Saturday, March 7, 2009

Develping a CPR (clinical prediction rule) for PFPS depending on Lumbopelvic manipulation.

Quadriceps muscle function in patients with PFPS was recently shown to improve following treatment with lumbopelvic manipulation. No previous study has determined if individuals with PFPS experience symptomatic relief of activity-related pain immediately following this manipulation technique.

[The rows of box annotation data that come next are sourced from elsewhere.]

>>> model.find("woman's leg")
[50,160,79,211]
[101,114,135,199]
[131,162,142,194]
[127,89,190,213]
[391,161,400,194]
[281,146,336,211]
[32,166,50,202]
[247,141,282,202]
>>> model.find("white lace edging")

Iverson CA et al tried to determine the predictive validity of selected clinical exam items and to develop a clinical prediction rule (CPR) to determine which patients with patellofemoral pain syndrome (PFPS) have a positive immediate response to lumbopelvic manipulation.

Sample & method:
1. 50 subjects (26 male, 24 female; age range, 18-45 years) with PFPS underwent a standardized history and physical examination.
2. After the evaluation, each subject performed 3 typically pain-producing functional activities (squatting, stepping up a 20-cm step, and stepping down a 20-cm step).
3. The pain level perceived during each activity was rated on a numerical pain scale (0 representing no pain and 10 the worst possible pain).
4. Following the assessment, all subjects were treated with a lumbopelvic manipulation, which was immediately followed by retesting the 3 functional activities to determine if there was any change in pain ratings.
5. An immediate overall 50% or greater reduction in pain, or moderate or greater improvement on a global rating of change questionnaire, was considered a treatment success.
6. Likelihood ratios (LRs) were calculated to determine which examination items were most predictive of treatment outcome.

Result & conclusion:
1. Out of 49 subjects who were included in the data analysis, 22 (45%) had a successful outcome.
2. Five predictor variables were identified. The most powerful predictor of treatment success was a side-to-side difference in hip internal rotation range of motion greater than 14 masculine (+LR, 4.9).
3. If this variable was present, the chance of experiencing a successful outcome improved from 45% to 80%.

Reference:
Iverson CA et al J Orthop Sports Phys Ther. 2008 Jun;38(6):297-309; discussion 309-12. Epub 2008 Jan 22.